Пушкинская «Пиковая дама» строится как искусная литературная игра и бликует тончайшими обертонами смыслов и интонаций. Ее можно прочесть как историю роковой тайны, доводящей героя до преступления и безумия, а можно воспринять
и самым прозаическим образом — никаких тайн и призраков
не было и в помине, а несчастный Германн попросту свихнулся, униженный бедностью. Чайковский откровенно сдвигает
эту принципиально двоящуюся конструкцию повести к первой
трактовке, мистической и романтической. Этой же трактовки
придерживается и Протазанов — он всегда стремился уловить
поветрия времени и в эпоху символизма, приветствующую разного рода заигрывания с потусторонними силами, просто не мог
не придать своему фильму мистическую окраску.

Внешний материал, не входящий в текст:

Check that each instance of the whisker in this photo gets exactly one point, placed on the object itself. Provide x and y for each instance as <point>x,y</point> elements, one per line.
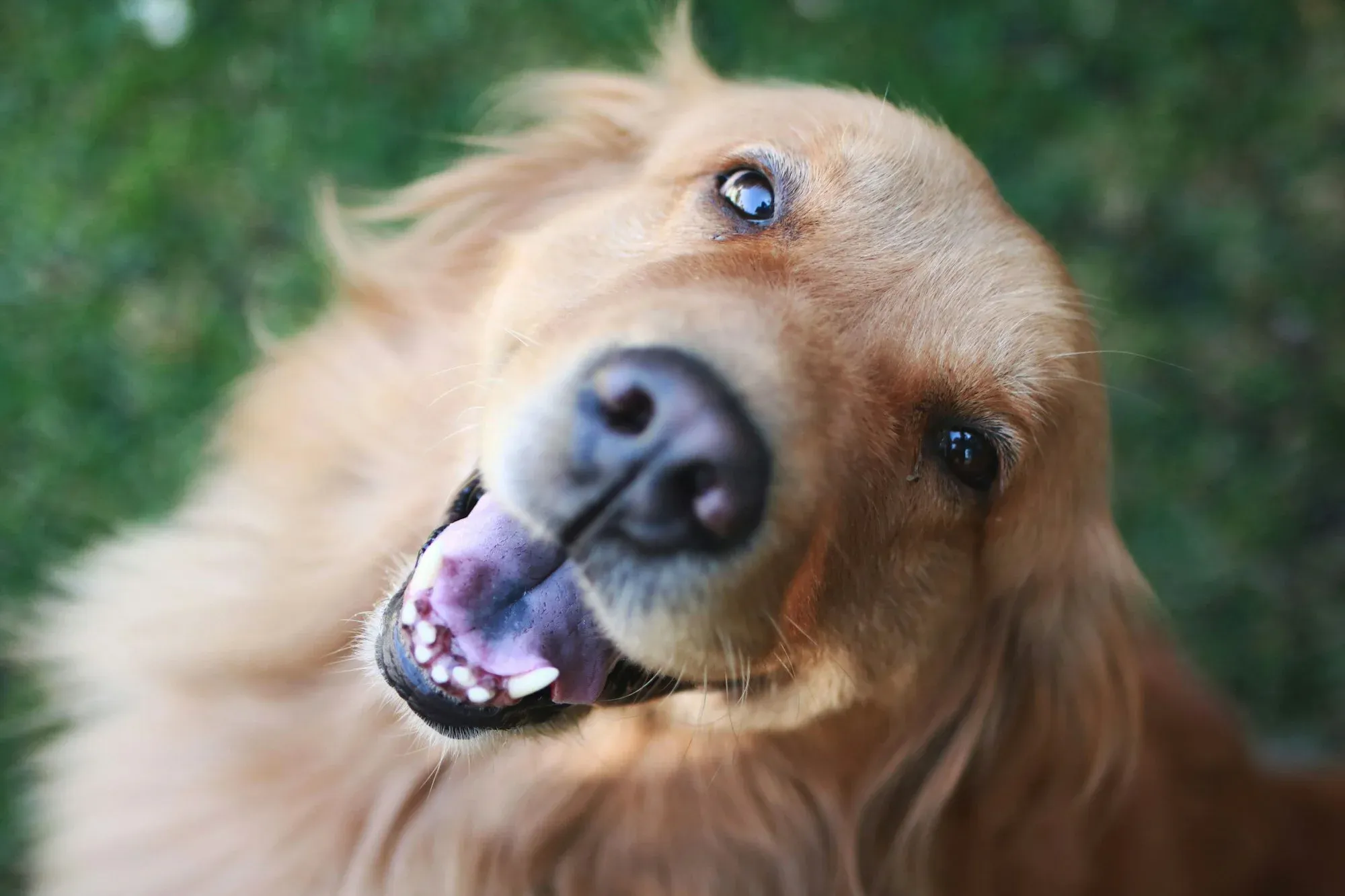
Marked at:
<point>1121,352</point>
<point>450,392</point>
<point>449,370</point>
<point>459,432</point>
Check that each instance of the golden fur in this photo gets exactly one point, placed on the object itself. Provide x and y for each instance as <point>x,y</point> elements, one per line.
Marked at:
<point>952,696</point>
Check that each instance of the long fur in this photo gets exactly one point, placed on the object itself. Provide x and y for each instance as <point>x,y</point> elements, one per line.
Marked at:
<point>225,737</point>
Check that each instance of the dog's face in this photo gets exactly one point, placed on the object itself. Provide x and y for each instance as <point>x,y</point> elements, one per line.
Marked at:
<point>783,399</point>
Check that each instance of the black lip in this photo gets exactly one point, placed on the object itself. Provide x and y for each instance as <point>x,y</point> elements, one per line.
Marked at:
<point>627,682</point>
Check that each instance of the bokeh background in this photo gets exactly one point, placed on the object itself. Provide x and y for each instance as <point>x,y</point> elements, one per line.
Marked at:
<point>1187,158</point>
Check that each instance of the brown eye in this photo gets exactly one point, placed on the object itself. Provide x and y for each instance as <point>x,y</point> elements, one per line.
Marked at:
<point>750,194</point>
<point>970,456</point>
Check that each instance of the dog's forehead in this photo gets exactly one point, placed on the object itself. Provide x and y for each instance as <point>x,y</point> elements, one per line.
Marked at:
<point>898,227</point>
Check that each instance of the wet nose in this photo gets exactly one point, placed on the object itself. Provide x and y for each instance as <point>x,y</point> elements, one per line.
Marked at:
<point>669,455</point>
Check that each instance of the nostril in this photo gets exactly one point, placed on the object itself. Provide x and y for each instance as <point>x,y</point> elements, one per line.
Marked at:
<point>665,455</point>
<point>626,408</point>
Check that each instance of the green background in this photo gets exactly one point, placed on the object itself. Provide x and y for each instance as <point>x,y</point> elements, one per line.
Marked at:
<point>1187,158</point>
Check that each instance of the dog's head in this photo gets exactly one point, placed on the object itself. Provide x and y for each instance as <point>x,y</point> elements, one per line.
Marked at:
<point>783,401</point>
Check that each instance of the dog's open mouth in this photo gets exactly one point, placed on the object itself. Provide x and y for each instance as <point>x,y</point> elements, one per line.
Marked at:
<point>490,630</point>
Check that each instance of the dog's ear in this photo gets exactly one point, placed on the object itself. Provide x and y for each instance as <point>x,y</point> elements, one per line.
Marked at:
<point>553,136</point>
<point>1065,585</point>
<point>1050,669</point>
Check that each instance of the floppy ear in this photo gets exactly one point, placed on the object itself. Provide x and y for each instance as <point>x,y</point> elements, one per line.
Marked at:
<point>1047,673</point>
<point>560,135</point>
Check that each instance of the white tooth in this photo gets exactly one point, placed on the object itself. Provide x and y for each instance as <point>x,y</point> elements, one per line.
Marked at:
<point>427,569</point>
<point>532,682</point>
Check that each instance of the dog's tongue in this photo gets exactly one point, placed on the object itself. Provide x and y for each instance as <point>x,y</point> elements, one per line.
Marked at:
<point>513,604</point>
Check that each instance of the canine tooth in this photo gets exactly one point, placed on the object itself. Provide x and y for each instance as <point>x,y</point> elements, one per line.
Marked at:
<point>427,571</point>
<point>532,682</point>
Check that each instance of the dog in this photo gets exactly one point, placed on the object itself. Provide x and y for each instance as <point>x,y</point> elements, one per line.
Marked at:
<point>777,559</point>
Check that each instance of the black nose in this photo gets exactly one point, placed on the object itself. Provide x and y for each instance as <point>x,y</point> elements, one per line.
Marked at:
<point>666,455</point>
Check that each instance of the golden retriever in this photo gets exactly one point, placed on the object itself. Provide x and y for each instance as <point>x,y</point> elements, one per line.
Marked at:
<point>778,555</point>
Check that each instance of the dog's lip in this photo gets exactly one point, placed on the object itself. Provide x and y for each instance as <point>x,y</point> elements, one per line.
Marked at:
<point>626,681</point>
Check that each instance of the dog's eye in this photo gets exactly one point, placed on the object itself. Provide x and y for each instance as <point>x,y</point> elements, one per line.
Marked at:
<point>750,194</point>
<point>970,456</point>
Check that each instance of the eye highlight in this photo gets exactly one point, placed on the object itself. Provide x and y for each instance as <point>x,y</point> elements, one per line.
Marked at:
<point>750,194</point>
<point>969,455</point>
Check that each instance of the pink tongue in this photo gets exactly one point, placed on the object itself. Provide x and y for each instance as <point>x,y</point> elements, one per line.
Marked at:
<point>513,604</point>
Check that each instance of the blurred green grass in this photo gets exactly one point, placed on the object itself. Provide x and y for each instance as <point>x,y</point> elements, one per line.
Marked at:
<point>1187,159</point>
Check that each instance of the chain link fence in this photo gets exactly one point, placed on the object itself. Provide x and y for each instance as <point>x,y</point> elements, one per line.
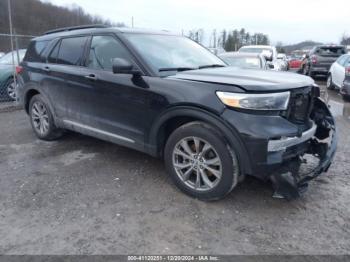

Сатана ликующий. Реж. Яков Протазанов, 1917

Здесь у него был сильный союзник. Принято считать, что авторское кино — это кино по преимуществу режиссерское, а актер, сколь угодно талантливый и вдохновенный, призван чутко
передавать нюансы индивидуальных замыслов самых разных
постановщиков — и «своя тема в искусстве» здесь только помеха. В случае с волевым, интеллектуальным, концептуальным
Мозжухиным это было не совсем так.

В своих эмигрантских воспоминаниях Иван Ильич Мозжухин
оставил столь диковинные описания русского дореволюционного кино, что впору протереть глаза: «Славянская душа, неясная,
мистическая, с неожиданными умопомрачительными вспышками, поет в этих вещах свою извечную песнь скорби и надежды. До французской публики никогда не дойдут эти удивительные произведения — нервозные, откровенные до жестокости, сложные драмы, тяжелые от сдержанной страсти, мистические;
отточенная чистая форма идеальна для персонажа с садистски
утонченной чувственностью»4.

Сатана ликующий. Реж. Яков Протазанов, 1917

Сначала — недоверчиво улыбаешься: не фантазирует ли актер? Ведь в массовое сознание впечатан совсем иной стереотип раннего кинематографа. Неужели Мозжухин вспоминает те
наивные мелодрамы, что так умиляли наших прабабушек? Но
сами его описания русских фильмов, одно хлеще другого, заставляют призадуматься.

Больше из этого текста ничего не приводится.